This month, I’m looking back at movies and tv shows to rediscover songs that graced the screen. The scenes and the music are inseparable. They’re engrained in our heads and our hearts. And they’re proof that the best music we have doesn’t exist in isolation. It attaches itself to a moment or an experience. #SceneSongs
Movie: Donnie Darko
“Mad World” is one of my all-time favorite Tears For Fears anthems. The opening electronic beat, apocalyptic synth overtures and ominous vocal delivery gave the new wave movement a new voice and a new mood. I didn’t think a cover could ever be greater than the original, but the Michael Andrew take for the Donnie Darko soundtrack exceeded all my expectations. It was a perfect cover to complement the dark, sad end scene in the film.

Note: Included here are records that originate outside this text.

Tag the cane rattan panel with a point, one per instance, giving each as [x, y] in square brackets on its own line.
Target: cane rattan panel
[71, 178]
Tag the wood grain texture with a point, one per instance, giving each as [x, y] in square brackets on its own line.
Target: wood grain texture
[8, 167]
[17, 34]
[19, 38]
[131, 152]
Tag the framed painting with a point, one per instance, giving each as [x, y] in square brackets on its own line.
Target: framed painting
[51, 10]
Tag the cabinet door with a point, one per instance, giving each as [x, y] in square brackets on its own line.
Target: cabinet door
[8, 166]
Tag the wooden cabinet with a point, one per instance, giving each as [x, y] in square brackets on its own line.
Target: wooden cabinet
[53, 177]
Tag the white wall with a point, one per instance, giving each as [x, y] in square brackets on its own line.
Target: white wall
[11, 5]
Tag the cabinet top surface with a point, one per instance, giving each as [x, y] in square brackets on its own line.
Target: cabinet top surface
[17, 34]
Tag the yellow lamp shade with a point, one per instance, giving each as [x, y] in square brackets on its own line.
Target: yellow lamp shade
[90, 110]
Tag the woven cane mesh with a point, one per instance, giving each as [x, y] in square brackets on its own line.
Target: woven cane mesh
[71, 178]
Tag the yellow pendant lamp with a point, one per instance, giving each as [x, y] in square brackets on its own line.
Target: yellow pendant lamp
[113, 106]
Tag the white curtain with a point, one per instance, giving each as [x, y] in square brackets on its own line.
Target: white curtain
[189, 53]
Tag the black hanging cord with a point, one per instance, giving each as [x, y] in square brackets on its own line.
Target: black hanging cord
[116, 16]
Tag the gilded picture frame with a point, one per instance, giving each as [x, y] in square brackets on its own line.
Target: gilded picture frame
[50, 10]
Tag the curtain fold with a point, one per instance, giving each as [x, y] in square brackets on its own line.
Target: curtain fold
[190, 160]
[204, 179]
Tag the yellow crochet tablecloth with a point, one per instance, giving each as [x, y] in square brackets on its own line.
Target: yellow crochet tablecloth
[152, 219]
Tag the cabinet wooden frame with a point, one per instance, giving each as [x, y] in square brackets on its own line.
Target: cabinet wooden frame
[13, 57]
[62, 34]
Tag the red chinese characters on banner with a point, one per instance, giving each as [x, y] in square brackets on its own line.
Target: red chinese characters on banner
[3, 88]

By stripping down the sound and slowing down the RPMs, Michael Andrews created a unique film score that brought TFF’s profound lyrics to the forefront. Like what Johnny Cash did with Nine Inch Nails’ “Hurt”, the deliberately slower pace in Andrews’ vision for “Mad World” gave the lyrics a harder, darker edge—and prove that, as great as the music was, the words of the song have always been the most powerful thing about the song.
“And I find it kind of funny. I find it kind of sad. The dreams in which I'm dying are the best I've ever had.”